Trustsdeck Special Report
Consumer Trends in Nigeria (January–July 2025)
Real Insights from Real Shoppers
A Nation Adapting: Nigerian Shoppers Show Resilience
From January to July 2025, Nigerian consumers faced a tough economy shaped by rising inflation, naira instability, and increasing living costs. But even in these challenging times, shoppers stayed agile, focusing on essentials, embracing digital commerce, and demanding better value for money.
This Trustsdeck Special Report explores how consumers adjusted their behavior across spending, shopping channels, health habits, and digital finance. What we found reveals the mindset behind millions of daily choices.
1. Economic Pressure & Consumer Sentiment
Inflation averaged 34% in Q1 2025, pushing prices higher across the board. Households responded by tightening budgets:
- 58% reported worsening financial conditions (McKinsey, Feb 2025)
- Only 1 in 5 saw income gains
- 55% adopted stricter budgets
- 19% traded down to afford select discretionary items
Small wins helped: The Dangote Refinery brought modest fuel relief in Q2 but not enough to shift caution.
2. What Nigerians Bought: Essentials First
Faced with tighter wallets, shoppers favored affordable, daily-use items:
Top Consumer Products (Jan–July 2025)
- Non-Alcoholic Beverages: Water, soft drinks, energy drinks
- Household & Personal Care: Toothpaste, detergents, deodorants
- Food Staples: Instant noodles, powdered milk, margarine
Healthier Choices Emerge
Urban consumers began shifting toward low-sugar, fortified, and plant-based options.
Holiday Spending Resilience
- 80% spent over ₦76,000 on Easter/Eid shopping
- Grocery and big-box stores led the way
- Food & beverages dominated
3. E-Commerce Explosion: Mobile-First Nigeria
The e-commerce sector hit $9.35 billion by July 2025:
- 82% of orders came from smartphones
- Cash-on-delivery: 23%
- Bank transfers: 22%
- Debit cards: 20%
- Digital wallets: 11%
Open Banking (CBN approval in April) is expected to boost secure payments from August 2025.
Social Commerce Booms
61% of users discovered products via TikTok and Instagram. Live and short-form video drove fashion and tech sales.
“Convenience, efficiency, and discounts” were the top 3 drivers for online purchases.

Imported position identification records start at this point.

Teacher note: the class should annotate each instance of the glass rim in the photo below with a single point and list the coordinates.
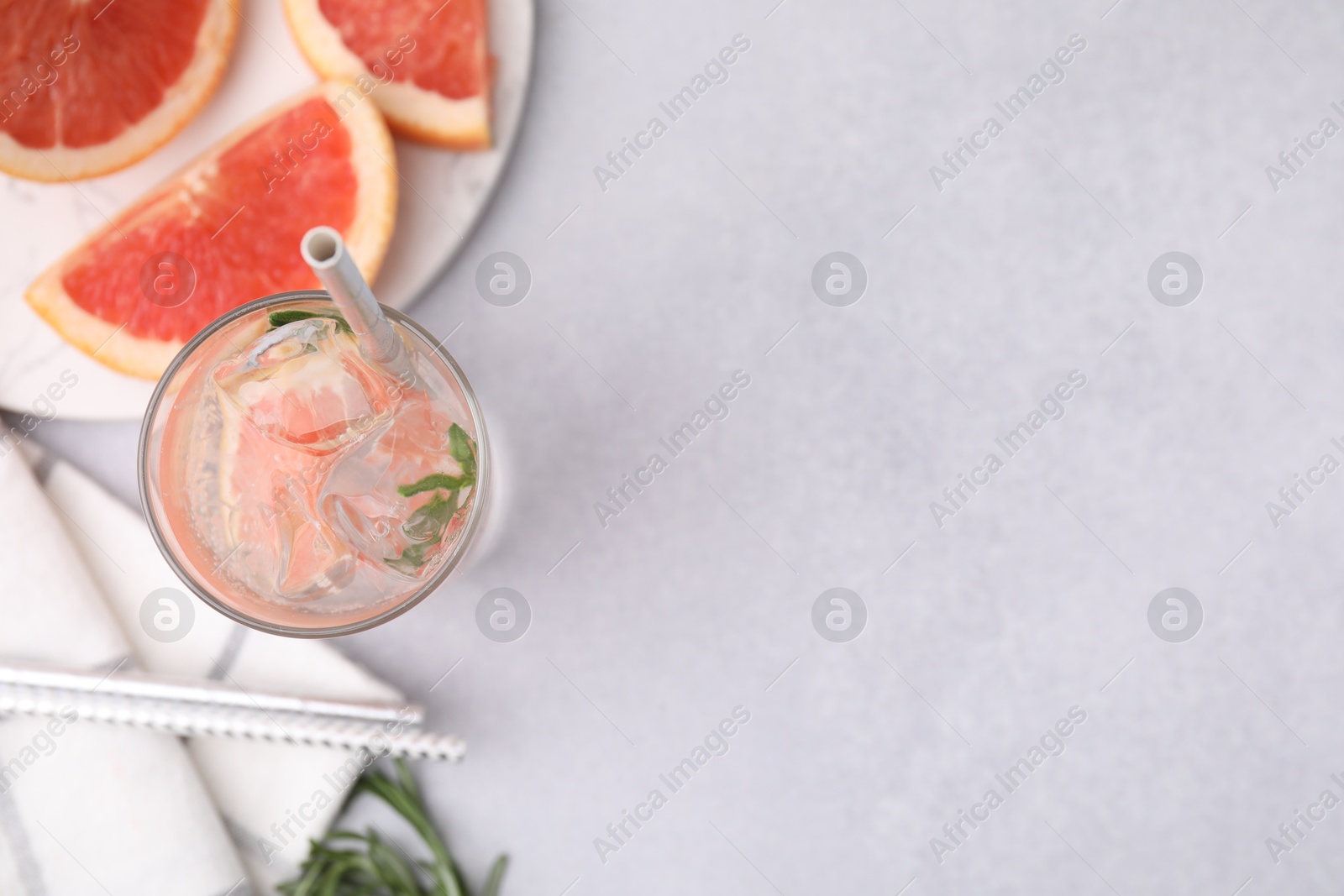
(480, 501)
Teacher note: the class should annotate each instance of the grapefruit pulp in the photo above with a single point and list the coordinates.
(225, 230)
(91, 86)
(427, 62)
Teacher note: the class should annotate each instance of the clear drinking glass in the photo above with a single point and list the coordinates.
(302, 490)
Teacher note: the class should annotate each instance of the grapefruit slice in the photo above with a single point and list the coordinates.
(425, 62)
(91, 86)
(225, 230)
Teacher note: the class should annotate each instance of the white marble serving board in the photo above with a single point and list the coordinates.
(443, 195)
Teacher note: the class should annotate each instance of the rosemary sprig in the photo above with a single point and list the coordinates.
(349, 864)
(280, 318)
(429, 521)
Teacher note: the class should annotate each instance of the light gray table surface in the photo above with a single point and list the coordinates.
(983, 296)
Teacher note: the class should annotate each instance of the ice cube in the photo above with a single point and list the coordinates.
(400, 497)
(306, 385)
(288, 550)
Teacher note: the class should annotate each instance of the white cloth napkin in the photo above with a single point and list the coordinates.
(272, 797)
(87, 809)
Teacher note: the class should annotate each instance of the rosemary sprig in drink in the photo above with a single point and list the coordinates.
(429, 521)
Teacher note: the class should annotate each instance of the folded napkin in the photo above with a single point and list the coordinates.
(270, 797)
(87, 809)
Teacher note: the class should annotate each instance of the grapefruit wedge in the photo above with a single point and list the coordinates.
(89, 86)
(423, 62)
(225, 230)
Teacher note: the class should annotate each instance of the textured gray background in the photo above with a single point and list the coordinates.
(1034, 597)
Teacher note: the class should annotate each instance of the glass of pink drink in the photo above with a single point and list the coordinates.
(302, 490)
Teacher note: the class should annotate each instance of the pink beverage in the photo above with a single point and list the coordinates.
(302, 490)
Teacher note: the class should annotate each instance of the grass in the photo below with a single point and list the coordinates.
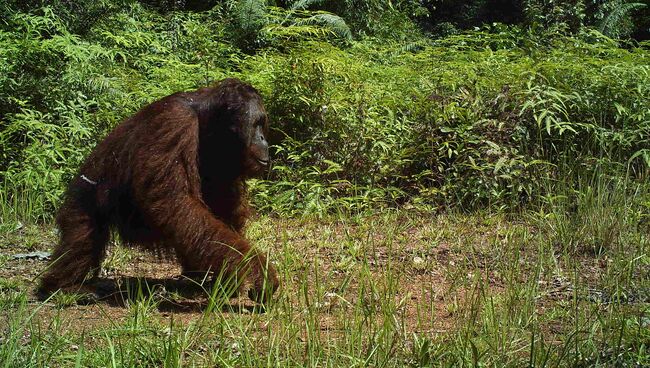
(391, 289)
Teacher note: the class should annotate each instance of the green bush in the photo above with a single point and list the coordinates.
(485, 118)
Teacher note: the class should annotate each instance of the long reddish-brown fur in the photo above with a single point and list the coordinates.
(170, 177)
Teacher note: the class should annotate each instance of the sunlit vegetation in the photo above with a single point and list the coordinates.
(454, 183)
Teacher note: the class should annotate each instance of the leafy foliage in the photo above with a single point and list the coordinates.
(474, 119)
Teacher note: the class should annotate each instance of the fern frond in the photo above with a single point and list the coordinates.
(303, 4)
(333, 22)
(612, 22)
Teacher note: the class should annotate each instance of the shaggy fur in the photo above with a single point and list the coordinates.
(171, 177)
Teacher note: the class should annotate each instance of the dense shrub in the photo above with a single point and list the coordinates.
(483, 118)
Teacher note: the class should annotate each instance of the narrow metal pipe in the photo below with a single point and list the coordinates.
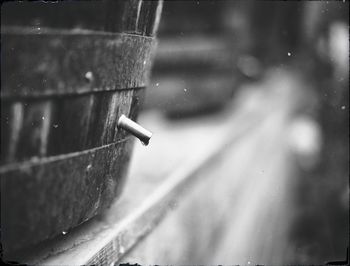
(135, 129)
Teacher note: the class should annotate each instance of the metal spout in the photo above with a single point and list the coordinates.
(135, 129)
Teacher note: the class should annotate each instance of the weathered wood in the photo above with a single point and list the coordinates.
(108, 16)
(66, 79)
(51, 126)
(47, 62)
(41, 198)
(149, 194)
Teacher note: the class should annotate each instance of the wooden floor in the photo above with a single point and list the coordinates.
(209, 190)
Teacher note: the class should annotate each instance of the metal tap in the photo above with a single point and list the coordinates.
(135, 129)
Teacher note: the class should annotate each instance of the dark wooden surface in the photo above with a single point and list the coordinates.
(47, 62)
(149, 194)
(139, 17)
(41, 199)
(69, 70)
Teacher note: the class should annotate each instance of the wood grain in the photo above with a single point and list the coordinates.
(48, 63)
(37, 128)
(59, 192)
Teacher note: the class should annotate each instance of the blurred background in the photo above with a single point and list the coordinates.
(280, 71)
(290, 61)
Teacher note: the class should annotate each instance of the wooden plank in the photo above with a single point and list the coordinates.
(57, 193)
(110, 15)
(48, 62)
(149, 194)
(59, 125)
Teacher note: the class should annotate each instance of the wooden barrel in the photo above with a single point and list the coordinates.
(69, 71)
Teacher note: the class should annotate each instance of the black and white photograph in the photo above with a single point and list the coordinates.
(174, 132)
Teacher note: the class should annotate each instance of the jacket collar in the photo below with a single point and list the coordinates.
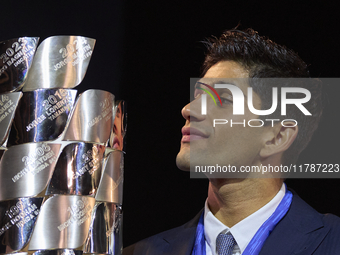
(300, 232)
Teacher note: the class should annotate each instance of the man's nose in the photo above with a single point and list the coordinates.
(192, 111)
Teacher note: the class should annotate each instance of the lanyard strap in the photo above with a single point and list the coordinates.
(199, 246)
(256, 243)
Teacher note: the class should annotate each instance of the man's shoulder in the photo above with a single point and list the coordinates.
(305, 230)
(179, 239)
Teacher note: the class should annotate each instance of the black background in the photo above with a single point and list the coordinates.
(145, 53)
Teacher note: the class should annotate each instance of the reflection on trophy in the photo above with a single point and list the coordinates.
(61, 168)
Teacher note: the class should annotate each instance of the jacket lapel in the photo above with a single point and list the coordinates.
(300, 232)
(181, 242)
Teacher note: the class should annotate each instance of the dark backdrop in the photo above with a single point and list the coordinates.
(145, 53)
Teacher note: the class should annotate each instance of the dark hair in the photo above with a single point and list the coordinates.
(263, 58)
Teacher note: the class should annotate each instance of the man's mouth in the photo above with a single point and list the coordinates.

4. Health & Sustainability: Mindful Shopping
- Low-sugar, high-protein foods gained momentum
- 62% of Gen Z prefer eco-conscious brands
- Cost remains a barrier to sustainable adoption
🧃 Non-alcoholic beverages saw renewed popularity for health reasons.
5. Financial Tools Supporting Consumers
- BNPL: $1.62 billion market size
- Mobile wallets (MoMo, SmartCash) bundled with telcos
- Agent banking: Digitized 55% of COD transactions
- Prepaid cards: Helped with budget control
6. Consumer Pain Points
- High inflation and naira volatility
- Last-mile logistics gaps in rural areas
- Retail disruptions during early 2025 protests
7. What Businesses Must Do
Strategic Actions for 2025
- Offer affordability: promos, BNPL, bundle offers
- Boost e-commerce: mobile UX, chatbots, social selling
- Health + value: accessible nutritious products
- Fix logistics: strengthen last-mile delivery
- Leverage data: AI-driven marketing and demand planning
Final Word from Trustsdeck
From daily groceries to digital trends, Nigerian consumers are proving resilient, savvy, and adaptable. They’re shopping for survival but also for convenience, health, and joy. Businesses that offer real value, empathy, and innovation will lead in this fast-moving market.
Data Sources
- McKinsey ConsumerWise Survey (Jan–Feb 2025)
- Numerator 2025 Holiday Preview
- Mordor Intelligence – Nigeria E-Commerce (July 2025)
- PaymentsCMI – Nigeria Digital Data (July 2024)
- GlobeNewswire – Consumer Lifestyles in Nigeria (July 2025)
Trustsdeck Consumer Intelligence Desk
Helping Nigerians shop smarter—every day.